You want to zoom in, so that the diagonal of the area you're photographing is equal to the distance from the subject to the camera.
 
Thanks guys! I will most likely photochop it.

Take care.
 
Big Mike said:
I forgot to mention that they could always use an old view camera with tilt & shift...but I don't think that's the answer they are looking for...:lol:

As Big Mike says, you could use an old view camera, or even a new view camera. You're right, that wouldn't fix the problem. The lens and distance from subject is the problem... Philip.:lol:
 
Photoshop fixes barrel distortion? I haven't seen that without a plugin. I know you can fix converging verticals, but this is another issue. Maybe I missed that option. I'd retake it with a longer lens, personally.
 
markc said:
Photoshop fixes barrel distortion? I haven't seen that without a plugin. I know you can fix converging verticals, but this is another issue. Maybe I missed that option. I'd retake it with a longer lens, personally.

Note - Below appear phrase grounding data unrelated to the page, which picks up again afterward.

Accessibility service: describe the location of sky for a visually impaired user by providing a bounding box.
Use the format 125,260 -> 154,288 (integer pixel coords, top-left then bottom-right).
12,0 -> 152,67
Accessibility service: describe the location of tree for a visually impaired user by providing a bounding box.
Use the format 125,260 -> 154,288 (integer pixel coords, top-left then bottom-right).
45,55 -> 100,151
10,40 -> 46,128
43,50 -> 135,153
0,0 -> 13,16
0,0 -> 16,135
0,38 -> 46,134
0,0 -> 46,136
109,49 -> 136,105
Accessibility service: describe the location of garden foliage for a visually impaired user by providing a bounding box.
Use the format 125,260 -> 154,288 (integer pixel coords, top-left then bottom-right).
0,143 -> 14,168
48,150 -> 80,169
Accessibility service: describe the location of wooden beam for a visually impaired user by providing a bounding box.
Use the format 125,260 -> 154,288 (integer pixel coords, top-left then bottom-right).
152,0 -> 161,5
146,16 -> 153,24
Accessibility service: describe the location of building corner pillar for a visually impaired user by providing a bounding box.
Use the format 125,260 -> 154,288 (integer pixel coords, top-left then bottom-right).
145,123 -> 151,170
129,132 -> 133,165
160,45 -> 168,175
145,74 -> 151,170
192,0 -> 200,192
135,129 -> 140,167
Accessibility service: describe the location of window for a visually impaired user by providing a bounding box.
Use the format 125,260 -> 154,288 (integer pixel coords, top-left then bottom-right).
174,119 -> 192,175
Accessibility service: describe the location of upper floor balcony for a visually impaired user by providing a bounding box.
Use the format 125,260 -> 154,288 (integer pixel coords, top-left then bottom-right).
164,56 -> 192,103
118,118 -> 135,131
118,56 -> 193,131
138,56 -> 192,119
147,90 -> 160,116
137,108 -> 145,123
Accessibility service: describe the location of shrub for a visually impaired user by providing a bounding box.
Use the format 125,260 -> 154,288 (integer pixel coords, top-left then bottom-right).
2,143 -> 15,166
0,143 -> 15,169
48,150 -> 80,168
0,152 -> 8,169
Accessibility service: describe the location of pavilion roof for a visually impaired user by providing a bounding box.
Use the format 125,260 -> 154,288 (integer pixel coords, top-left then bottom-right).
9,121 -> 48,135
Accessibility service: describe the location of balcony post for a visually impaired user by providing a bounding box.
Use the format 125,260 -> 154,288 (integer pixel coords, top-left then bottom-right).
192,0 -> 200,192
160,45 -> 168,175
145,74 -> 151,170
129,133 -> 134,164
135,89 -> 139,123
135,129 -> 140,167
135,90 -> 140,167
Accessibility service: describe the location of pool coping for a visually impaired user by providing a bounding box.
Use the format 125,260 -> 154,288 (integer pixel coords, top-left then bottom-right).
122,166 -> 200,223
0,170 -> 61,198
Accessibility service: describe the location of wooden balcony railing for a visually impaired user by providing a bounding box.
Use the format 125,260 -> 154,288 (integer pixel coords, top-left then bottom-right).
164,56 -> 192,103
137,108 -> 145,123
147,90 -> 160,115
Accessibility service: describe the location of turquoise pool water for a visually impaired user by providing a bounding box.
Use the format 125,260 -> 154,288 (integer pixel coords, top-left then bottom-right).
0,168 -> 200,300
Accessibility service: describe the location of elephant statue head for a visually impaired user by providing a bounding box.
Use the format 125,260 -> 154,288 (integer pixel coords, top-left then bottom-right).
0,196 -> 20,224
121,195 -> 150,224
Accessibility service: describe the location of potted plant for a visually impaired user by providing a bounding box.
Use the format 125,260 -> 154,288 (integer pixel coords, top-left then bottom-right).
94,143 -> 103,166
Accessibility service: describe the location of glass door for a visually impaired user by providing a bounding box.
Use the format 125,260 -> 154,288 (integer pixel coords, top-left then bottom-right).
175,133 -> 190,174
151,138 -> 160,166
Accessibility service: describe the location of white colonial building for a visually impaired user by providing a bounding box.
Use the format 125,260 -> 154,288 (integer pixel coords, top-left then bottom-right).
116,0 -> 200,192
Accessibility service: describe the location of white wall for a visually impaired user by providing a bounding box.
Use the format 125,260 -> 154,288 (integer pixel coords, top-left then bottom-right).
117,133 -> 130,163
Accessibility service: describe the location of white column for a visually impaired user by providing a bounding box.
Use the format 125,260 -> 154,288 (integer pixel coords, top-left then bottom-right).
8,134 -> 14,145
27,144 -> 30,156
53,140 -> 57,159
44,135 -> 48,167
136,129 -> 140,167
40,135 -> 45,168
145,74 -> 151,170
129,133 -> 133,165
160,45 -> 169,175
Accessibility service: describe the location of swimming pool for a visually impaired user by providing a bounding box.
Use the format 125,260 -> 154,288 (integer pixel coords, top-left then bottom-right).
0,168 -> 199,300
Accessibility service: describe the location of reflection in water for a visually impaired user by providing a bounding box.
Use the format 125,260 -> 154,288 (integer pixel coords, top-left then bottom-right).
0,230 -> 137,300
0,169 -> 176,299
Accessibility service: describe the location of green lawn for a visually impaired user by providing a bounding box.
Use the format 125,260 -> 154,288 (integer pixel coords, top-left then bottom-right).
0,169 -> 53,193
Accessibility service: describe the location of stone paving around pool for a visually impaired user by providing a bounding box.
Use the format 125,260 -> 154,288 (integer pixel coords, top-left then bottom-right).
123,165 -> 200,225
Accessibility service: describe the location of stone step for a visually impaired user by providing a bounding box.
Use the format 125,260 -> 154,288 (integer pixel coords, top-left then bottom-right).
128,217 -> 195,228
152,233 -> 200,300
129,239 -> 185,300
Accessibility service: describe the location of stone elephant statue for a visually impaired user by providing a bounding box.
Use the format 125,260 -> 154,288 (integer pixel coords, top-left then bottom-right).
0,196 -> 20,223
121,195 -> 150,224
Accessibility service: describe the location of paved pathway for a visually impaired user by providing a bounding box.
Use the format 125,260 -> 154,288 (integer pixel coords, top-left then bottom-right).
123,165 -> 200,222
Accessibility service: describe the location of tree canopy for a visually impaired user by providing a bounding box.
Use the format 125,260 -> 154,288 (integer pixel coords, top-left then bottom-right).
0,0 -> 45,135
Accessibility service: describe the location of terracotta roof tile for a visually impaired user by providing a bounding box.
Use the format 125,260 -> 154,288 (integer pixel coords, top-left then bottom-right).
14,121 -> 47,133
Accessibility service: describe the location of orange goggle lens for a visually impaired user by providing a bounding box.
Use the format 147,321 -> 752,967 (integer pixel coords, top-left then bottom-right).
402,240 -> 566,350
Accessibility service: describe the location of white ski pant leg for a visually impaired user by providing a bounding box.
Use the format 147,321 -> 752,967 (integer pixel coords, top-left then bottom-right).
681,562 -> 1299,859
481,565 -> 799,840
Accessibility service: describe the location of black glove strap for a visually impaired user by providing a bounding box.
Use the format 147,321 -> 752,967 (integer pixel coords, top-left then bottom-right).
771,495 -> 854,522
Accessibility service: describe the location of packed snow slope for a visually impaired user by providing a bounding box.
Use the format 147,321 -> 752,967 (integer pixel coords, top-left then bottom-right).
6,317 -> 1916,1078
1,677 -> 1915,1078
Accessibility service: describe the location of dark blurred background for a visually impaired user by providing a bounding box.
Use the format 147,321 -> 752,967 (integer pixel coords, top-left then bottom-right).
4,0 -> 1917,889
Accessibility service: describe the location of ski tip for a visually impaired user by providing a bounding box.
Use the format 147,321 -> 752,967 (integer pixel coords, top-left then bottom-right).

CS2 has a 'lens correction' filter that fixes barrel and pin cushion distortion (amongst other things).
 
Like DocFrankenstein mentioned, the best way to not get that distortion is to back up and zoom in. The closer you are to the subject, and the wider an angle you use, the more distortion you'll get. At longer focal lengths, things will look more square.
 
Longer lens defiantly. Also a larger front element is called for as well. (77mm vs. 52mm). But if you don’t have one of those, oh well. If you have a lens hood, use it if you are not already.

Try to keep the camera/focal area as perpendicular as possible to the door itself. If the door is tilted, angle the camera to match that tilt. Also, unless you are doing an emotional image (one of the door at an extreme angle or such) try to center the image at the two thirds point on the door, or at eye level. This gives off a more natural image that people can relate too.

Try to ‘neutralize’ the light reflecting off of the door itself, (a soft box comes in handy here). Also use multiple lighting sources. If you have not that, then kick in the old tungsten lighting and use a filter or adjust the white balance.

When using a longer lens, you have a tendency to loose a bit of depth of field.
Try to angle a light to have a slight bright spot in the middle or at the top BEHIND the door. This will have the effect of giving you more depth with the longer lens. Set the door up (if you can) with more distance between it and the background. You want to try and wash out the back of the door a bit to visually distract the viewer’s eye from the straight line the door makes. The partial line at top and bottom will be compensated by their brains and this will cause them to think the edge is straight. You’ll have to experiment with this, but the results can look a great deal more professional.
 
Philip: I hope you didnt miss interpit what I was trying to get at.

This is really just a process I have used to get something to pop out.

The concept that I am refurring to is to create a sense of a 3D object in a 2D plain. I have used this concept with other flat objects before, and I have found it to 'fake' perspective correction quite nicely. Its not really the door your trying to get depth with, but the space behind it makes the door pop. It can be overdone if not watched, but it works quite well.